What a great portrayal of something so dark and evil.
jolinarjackson
Jun. 16th, 2012 10:11 am (UTC)
Thank you. :)
badly_knitted
Jun. 16th, 2012 06:00 pm (UTC)
The worst part of this is that it still happens, there are people out there who will cheerfully beat up and even kill complete strangers just because of their sexual orientation and it makes me so angry and disappointed in humanity.

I don't know how gay couples manage to cope with going out together when there is the ever present possibility of homophobic people ruining their evenings out with anything from verbal attacks and insults to an all out, violent physical assault.
jolinarjackson
Jun. 17th, 2012 09:38 am (UTC)
I guess it's a matter of the gay couples deciding just how they want to handle going out together. They might decide against holding hands in public or kissing to avoid drawing attention to themselves. It's sad but true.

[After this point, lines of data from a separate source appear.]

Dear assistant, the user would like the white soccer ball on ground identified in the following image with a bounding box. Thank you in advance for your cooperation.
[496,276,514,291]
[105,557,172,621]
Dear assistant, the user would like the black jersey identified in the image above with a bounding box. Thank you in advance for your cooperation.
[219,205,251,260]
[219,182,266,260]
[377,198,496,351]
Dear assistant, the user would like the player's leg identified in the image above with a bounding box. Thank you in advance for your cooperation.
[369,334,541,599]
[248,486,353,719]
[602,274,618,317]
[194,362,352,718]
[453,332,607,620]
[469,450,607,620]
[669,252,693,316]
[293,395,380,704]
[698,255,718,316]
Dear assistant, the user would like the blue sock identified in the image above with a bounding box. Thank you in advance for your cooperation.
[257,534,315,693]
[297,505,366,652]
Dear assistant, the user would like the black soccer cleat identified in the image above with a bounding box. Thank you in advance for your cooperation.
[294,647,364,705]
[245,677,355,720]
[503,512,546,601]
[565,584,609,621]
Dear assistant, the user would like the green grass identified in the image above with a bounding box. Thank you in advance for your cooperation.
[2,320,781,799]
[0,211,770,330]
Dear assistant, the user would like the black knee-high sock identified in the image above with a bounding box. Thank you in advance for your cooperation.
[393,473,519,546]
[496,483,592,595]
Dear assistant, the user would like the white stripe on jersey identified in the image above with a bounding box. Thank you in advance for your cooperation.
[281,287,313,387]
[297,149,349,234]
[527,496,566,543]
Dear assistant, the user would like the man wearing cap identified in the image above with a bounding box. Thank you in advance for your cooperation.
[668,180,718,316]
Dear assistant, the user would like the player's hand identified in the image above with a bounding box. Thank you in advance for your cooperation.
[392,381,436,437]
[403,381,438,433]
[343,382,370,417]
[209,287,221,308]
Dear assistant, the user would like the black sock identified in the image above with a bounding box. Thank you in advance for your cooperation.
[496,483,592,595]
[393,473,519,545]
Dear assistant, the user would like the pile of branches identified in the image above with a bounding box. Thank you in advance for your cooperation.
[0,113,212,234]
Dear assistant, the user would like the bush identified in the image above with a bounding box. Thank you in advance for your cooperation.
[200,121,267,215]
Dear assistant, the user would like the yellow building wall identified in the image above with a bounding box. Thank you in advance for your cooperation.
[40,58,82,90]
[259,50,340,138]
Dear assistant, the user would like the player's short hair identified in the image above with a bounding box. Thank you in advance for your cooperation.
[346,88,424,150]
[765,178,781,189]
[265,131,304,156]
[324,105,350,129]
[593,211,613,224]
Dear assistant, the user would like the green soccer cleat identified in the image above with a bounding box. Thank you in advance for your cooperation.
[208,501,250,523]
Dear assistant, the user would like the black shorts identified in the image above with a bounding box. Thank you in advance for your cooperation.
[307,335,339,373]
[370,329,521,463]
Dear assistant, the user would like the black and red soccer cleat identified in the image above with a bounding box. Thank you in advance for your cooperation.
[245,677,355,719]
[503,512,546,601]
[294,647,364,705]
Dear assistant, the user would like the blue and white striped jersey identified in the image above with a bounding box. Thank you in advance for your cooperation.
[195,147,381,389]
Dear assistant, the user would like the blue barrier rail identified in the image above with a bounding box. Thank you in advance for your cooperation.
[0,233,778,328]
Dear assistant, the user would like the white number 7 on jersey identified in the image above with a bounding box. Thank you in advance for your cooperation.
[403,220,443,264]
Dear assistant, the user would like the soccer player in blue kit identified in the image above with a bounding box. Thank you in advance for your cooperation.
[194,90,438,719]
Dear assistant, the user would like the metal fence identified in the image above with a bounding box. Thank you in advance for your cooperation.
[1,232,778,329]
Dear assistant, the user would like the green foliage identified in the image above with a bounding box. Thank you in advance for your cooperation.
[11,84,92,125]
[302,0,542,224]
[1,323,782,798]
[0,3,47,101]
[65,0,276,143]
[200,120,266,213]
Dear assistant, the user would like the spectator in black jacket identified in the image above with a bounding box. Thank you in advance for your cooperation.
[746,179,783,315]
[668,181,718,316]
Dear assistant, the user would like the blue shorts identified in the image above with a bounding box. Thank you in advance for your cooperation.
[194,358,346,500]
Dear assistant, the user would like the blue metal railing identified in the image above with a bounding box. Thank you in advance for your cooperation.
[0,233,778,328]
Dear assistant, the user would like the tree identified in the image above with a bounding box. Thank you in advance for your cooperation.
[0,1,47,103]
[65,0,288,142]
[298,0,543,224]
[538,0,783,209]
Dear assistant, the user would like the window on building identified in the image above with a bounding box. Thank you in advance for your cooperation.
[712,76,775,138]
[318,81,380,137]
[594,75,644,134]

(no subject) - badly_knitted - Jun. 17th, 2012 11:25 am (UTC) - Expand
(no subject) - jolinarjackson - Jun. 18th, 2012 07:59 am (UTC) - Expand
dylantoms
Jun. 17th, 2012 08:57 am (UTC)
An excellent piece. I really do like your writing.
This is small, but with a big impact!

My son is gay. He and his partner are living with me (temporarily) at the moment, which gives me a chance to see more of their relationship close up.

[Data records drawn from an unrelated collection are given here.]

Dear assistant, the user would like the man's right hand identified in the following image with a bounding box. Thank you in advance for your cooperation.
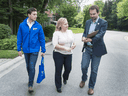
[18,51,22,57]
[82,37,92,43]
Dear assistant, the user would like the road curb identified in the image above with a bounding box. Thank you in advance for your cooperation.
[0,42,52,74]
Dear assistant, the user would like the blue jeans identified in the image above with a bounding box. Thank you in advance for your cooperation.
[53,51,72,89]
[24,52,39,87]
[81,47,101,89]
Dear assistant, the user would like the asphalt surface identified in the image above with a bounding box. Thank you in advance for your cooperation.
[0,30,128,96]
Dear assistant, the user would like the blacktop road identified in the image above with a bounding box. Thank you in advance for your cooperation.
[0,30,128,96]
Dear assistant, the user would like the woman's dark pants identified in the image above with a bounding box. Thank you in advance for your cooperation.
[53,51,72,89]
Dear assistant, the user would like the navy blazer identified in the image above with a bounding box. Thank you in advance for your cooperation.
[82,18,108,57]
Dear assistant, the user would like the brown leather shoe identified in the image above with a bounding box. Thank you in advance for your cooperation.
[88,88,94,95]
[79,81,85,88]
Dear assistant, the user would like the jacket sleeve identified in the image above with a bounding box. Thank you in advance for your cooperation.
[39,27,46,53]
[92,21,108,44]
[82,21,87,37]
[17,24,22,52]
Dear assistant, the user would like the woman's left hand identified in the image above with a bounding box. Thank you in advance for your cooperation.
[71,43,76,49]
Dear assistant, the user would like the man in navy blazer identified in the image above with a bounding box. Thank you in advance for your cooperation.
[79,5,108,95]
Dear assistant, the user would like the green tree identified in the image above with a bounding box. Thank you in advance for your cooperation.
[102,0,113,29]
[82,5,91,28]
[117,0,128,20]
[0,0,66,34]
[94,0,105,19]
[56,2,78,27]
[75,11,84,27]
[109,0,121,29]
[117,0,128,31]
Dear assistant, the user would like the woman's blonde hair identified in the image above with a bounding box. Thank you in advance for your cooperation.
[56,17,67,31]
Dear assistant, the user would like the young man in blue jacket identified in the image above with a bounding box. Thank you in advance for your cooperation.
[17,8,46,93]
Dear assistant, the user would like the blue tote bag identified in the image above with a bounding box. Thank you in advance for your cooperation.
[37,57,45,83]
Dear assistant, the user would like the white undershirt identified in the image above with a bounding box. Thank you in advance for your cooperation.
[27,19,35,29]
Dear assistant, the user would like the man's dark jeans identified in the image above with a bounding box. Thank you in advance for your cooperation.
[24,52,39,87]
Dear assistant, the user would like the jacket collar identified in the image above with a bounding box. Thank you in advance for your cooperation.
[24,17,38,25]
[90,16,99,24]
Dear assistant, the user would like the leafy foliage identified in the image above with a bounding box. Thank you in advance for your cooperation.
[0,35,17,50]
[56,2,78,27]
[45,37,50,42]
[101,0,128,30]
[117,0,128,20]
[82,5,91,28]
[75,11,84,28]
[37,12,49,25]
[44,24,56,38]
[0,0,65,35]
[0,24,12,39]
[94,0,105,19]
[0,0,10,20]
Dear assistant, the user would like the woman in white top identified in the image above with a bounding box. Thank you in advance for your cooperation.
[52,17,76,93]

Both have been brought up in totally loving, accepting and relatively trouble free environments. My son never 'came out' to me. It never occurred to us that there was a reason to - he brought boys home instead of girls!

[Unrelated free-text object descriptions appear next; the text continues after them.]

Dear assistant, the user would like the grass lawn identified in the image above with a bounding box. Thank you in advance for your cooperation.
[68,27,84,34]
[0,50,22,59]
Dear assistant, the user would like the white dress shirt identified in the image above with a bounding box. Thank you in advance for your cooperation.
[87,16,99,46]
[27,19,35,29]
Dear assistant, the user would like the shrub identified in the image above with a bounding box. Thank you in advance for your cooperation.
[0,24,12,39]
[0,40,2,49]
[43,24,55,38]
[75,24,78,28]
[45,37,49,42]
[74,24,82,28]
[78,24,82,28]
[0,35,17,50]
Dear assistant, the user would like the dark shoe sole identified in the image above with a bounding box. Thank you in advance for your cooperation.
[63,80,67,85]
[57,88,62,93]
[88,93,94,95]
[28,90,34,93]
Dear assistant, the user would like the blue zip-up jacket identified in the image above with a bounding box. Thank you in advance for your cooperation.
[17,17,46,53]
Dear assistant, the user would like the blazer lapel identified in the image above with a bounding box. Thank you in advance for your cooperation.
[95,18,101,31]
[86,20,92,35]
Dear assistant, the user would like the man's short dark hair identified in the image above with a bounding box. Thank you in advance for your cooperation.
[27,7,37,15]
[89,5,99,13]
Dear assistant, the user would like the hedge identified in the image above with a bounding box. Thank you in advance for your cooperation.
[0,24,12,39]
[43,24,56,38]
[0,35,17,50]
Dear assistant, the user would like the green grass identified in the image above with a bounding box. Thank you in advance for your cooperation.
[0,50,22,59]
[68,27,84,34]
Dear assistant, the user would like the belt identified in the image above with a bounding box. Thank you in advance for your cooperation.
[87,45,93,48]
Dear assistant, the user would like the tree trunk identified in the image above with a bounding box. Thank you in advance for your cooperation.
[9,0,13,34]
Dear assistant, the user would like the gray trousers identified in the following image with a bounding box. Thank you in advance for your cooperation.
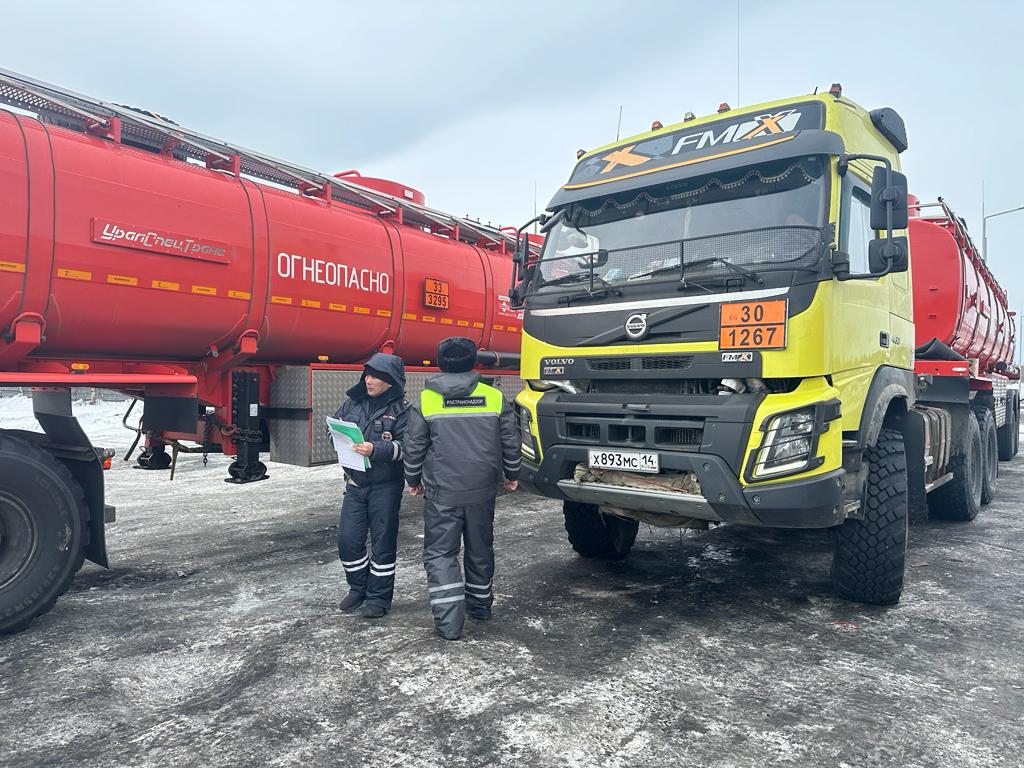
[422,498,496,638]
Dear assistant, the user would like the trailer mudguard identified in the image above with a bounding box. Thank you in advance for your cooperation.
[31,390,109,567]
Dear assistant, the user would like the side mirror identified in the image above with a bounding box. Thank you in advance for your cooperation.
[868,236,908,274]
[513,235,529,268]
[509,284,524,309]
[870,167,909,231]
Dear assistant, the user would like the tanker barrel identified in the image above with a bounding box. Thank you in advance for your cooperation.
[476,350,521,370]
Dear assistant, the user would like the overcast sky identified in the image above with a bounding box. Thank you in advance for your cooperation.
[4,1,1023,306]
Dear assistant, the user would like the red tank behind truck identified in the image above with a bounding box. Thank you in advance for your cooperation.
[906,196,1020,518]
[0,69,528,634]
[909,196,1016,374]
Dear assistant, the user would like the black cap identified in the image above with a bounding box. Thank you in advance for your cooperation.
[363,365,397,388]
[437,337,477,373]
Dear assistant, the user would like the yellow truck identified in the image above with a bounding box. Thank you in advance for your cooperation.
[508,85,1018,605]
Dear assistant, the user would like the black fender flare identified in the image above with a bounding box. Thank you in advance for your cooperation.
[856,365,916,450]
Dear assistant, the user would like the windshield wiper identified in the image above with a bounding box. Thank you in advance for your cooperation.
[538,271,622,299]
[627,262,682,281]
[559,285,623,305]
[538,271,593,289]
[684,256,764,285]
[627,260,715,293]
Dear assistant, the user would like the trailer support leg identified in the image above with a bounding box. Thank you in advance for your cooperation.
[225,370,268,484]
[135,444,172,470]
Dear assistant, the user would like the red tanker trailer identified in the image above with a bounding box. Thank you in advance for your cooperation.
[0,69,530,633]
[906,195,1020,486]
[909,197,1016,375]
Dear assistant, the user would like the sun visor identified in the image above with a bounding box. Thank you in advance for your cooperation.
[549,129,845,210]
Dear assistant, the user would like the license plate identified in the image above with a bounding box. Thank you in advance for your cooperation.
[587,449,659,473]
[719,299,787,350]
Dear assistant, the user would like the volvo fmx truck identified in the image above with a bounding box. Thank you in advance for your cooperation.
[507,85,1019,605]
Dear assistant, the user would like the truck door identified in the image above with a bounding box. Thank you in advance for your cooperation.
[834,172,892,375]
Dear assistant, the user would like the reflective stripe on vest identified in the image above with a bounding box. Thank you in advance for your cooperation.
[420,381,503,419]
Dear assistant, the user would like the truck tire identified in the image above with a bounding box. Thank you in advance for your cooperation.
[928,413,982,522]
[997,394,1018,462]
[831,428,908,606]
[563,501,638,559]
[0,434,90,634]
[973,408,998,505]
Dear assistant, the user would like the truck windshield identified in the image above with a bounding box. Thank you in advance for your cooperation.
[532,157,827,292]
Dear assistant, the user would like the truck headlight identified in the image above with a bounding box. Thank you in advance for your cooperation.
[516,403,538,460]
[751,408,819,479]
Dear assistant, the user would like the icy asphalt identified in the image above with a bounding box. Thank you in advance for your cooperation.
[0,397,1022,768]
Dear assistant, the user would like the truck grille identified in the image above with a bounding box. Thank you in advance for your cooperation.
[587,379,719,395]
[642,357,694,370]
[585,355,693,372]
[566,422,601,442]
[587,357,633,371]
[654,426,704,447]
[563,415,704,449]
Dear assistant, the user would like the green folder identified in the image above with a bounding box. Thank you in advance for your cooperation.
[326,417,370,470]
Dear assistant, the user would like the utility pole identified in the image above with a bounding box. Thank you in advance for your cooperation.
[983,203,1024,262]
[533,180,538,235]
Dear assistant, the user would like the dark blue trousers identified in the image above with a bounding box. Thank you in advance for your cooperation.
[337,482,403,609]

We/they are 'lucky' - though I hate having to think like that...

Reading TW has me asking him direct questions sometimes that I probably wouldn't have done otherwise. One was about holding hands in public. My son is very loving, open, but is also very bright and politically aware. Gay rights and issues are a big thing for him. But he said no, he does not hold hands in public - why give people an opportunity to get at them? Why 'shove it in their faces' I think he said. (They are in the US at the moment so can't ask - it was a while ago.) I remember thinking that he had thought about it... Sad, but still true.

The campaign for equal rights, equal marriage, zero tolerance must go on. It is vital for all of us and our future. This is th 21st Century!
jolinarjackson
Jun. 17th, 2012 09:35 am (UTC)
Thank you. :)
They really were lucky. I was brought up by a mom who knew that I was gay before I did and she always accepted it. I know that not everybody has got such an accepting parent, even though it shouldn't be a problem. It's sad that hiding by not holding hands in public for example is necessary. You certainly think several about it before you really do it. In the end, it makes life easier, as sad as that sounds.